In any case, this question seems to be about authentication (or session) tokens, and by extension about session management.


Mostly, it comes down to what you need from your environment.

The advantages of JWTs is that they're scalable (no per-user server-side state needed, reduced database lookups), can carry user and session data within them in a trusted way, and that the issuer and verifier can be different systems (even with the issuer not trusting the verifier). As such, they're popular for highly-distributed systems, high-traffic systems, microservices, and anything with external SSO. The downsides of JWTs are that they're non-revocable (you'll want short lifetimes and thus either refresh tokens or very short sessions before reauthentication) and there's a "key to the kingdom" that, if leaked, can be used to generate arbitrary tokens that will validate successfully. As such, they are sometimes less preferred for very high-sensitivity systems that require precision control over session creation and duration and avoidance of single points of failure.

Random session tokens (stored in RAM, external cache, or DB) are arguably the most secure option, but they require synchronization/cache coherency, extra server resource/extra DB queries, and are generally not practical with any sort of federated or external authentication.

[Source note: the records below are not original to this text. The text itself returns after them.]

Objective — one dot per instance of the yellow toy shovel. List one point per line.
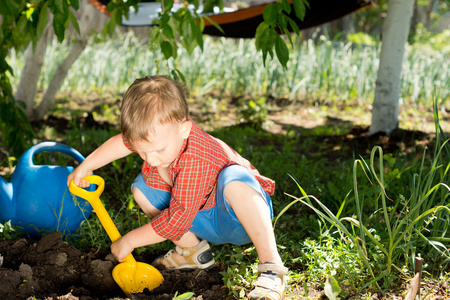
(132, 276)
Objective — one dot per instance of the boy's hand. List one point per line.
(121, 248)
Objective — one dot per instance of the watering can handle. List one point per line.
(50, 146)
(94, 199)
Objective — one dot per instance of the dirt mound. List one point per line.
(50, 267)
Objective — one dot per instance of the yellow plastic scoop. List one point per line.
(132, 276)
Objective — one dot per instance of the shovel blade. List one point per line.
(134, 277)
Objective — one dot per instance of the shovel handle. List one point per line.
(94, 199)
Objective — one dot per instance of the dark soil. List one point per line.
(49, 268)
(52, 269)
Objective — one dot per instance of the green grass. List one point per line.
(376, 213)
(328, 71)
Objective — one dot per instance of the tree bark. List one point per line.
(387, 87)
(26, 90)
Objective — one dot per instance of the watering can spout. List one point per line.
(6, 199)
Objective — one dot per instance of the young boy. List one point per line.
(192, 186)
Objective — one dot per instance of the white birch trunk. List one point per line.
(387, 90)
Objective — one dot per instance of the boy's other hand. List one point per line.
(121, 248)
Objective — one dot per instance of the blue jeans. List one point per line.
(218, 224)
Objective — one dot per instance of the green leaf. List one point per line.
(270, 14)
(268, 38)
(178, 75)
(75, 4)
(74, 21)
(286, 6)
(11, 7)
(186, 29)
(299, 8)
(109, 27)
(294, 26)
(258, 35)
(167, 6)
(282, 51)
(167, 50)
(168, 32)
(59, 5)
(332, 288)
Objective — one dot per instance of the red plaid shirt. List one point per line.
(194, 175)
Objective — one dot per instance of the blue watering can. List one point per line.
(37, 199)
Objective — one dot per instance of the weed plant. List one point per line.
(371, 221)
(392, 232)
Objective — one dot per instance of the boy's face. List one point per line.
(164, 144)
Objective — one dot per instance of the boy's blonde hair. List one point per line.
(151, 100)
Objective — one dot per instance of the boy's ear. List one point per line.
(185, 129)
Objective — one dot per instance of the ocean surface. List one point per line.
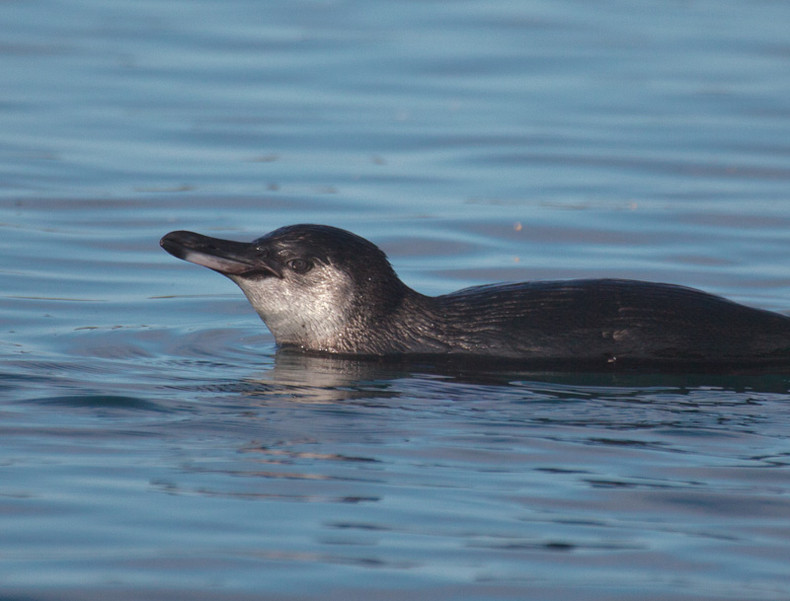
(154, 444)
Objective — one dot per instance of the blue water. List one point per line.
(154, 444)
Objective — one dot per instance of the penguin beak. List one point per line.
(225, 256)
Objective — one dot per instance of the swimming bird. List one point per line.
(326, 290)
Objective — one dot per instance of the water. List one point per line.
(155, 444)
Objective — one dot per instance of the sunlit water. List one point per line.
(154, 444)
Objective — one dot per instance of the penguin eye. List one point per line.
(300, 265)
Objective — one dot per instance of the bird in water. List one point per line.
(323, 289)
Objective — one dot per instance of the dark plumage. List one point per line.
(323, 289)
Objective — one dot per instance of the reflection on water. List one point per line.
(155, 444)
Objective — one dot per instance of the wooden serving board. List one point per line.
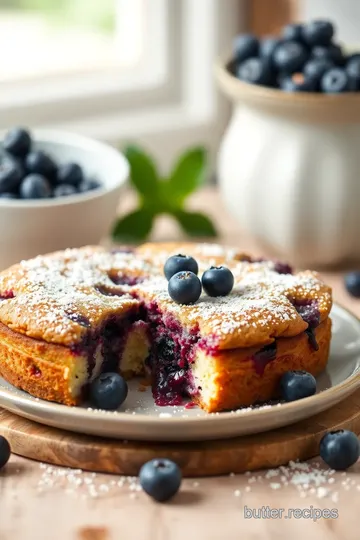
(264, 450)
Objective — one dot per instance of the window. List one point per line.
(116, 69)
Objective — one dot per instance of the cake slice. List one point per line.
(68, 316)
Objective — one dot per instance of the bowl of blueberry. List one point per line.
(289, 160)
(57, 190)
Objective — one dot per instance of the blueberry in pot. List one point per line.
(255, 71)
(335, 81)
(266, 52)
(5, 451)
(218, 281)
(245, 46)
(352, 283)
(340, 449)
(290, 57)
(296, 385)
(88, 185)
(315, 68)
(64, 190)
(40, 163)
(160, 479)
(332, 52)
(10, 174)
(184, 287)
(318, 32)
(298, 83)
(292, 32)
(70, 173)
(108, 391)
(179, 263)
(35, 186)
(17, 142)
(268, 46)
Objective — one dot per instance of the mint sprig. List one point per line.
(157, 195)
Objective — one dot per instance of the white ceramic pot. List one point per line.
(34, 227)
(289, 171)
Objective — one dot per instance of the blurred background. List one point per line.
(120, 69)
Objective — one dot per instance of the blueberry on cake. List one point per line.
(67, 317)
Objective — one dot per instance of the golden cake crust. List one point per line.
(55, 298)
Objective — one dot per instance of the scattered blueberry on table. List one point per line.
(340, 449)
(160, 479)
(303, 58)
(296, 385)
(28, 173)
(108, 391)
(5, 452)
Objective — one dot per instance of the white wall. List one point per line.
(345, 13)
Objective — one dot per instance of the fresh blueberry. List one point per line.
(218, 281)
(297, 385)
(10, 174)
(184, 287)
(333, 53)
(268, 46)
(290, 57)
(17, 142)
(292, 32)
(63, 190)
(318, 32)
(255, 71)
(40, 163)
(297, 83)
(7, 195)
(35, 186)
(352, 283)
(340, 449)
(160, 479)
(266, 52)
(88, 185)
(335, 81)
(315, 68)
(70, 173)
(108, 391)
(180, 263)
(5, 451)
(245, 46)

They are generally best for simpler, smaller-scope projects, or for ones with very strong security requirements.

Both systems have security pitfalls (JWTs need to be validated correctly, random tokens need to be generated and stored correctly), but only JWTs have a catastrophic failure mode (exposure of the key) in a way that doesn't require fully compromising the server or the sessions table of the database. Indeed, random tokens can be made secure even against compromise of the sessions table (by hashing the client-stored token with an HMAC using a secret key stored outside the DB, and storing the MAC rather than the token in the DB). However, in many cases, the scalability of JWTs makes them the only viable choice; they are still quite secure if implemented correctly.

OAuth, by itself, doesn't really touch on either of these. In theory one could design an OAuth system that had to perform the OAuth flow every time any access-controlled operation was attempted, but in practice this would be intolerable to the user if the protected action(s) were at all frequent. Instead, upon completion of the OAuth flow, the user is typically issued a token of some sort. Most commonly, this is either a JWT + a random refresh token, or a random session token.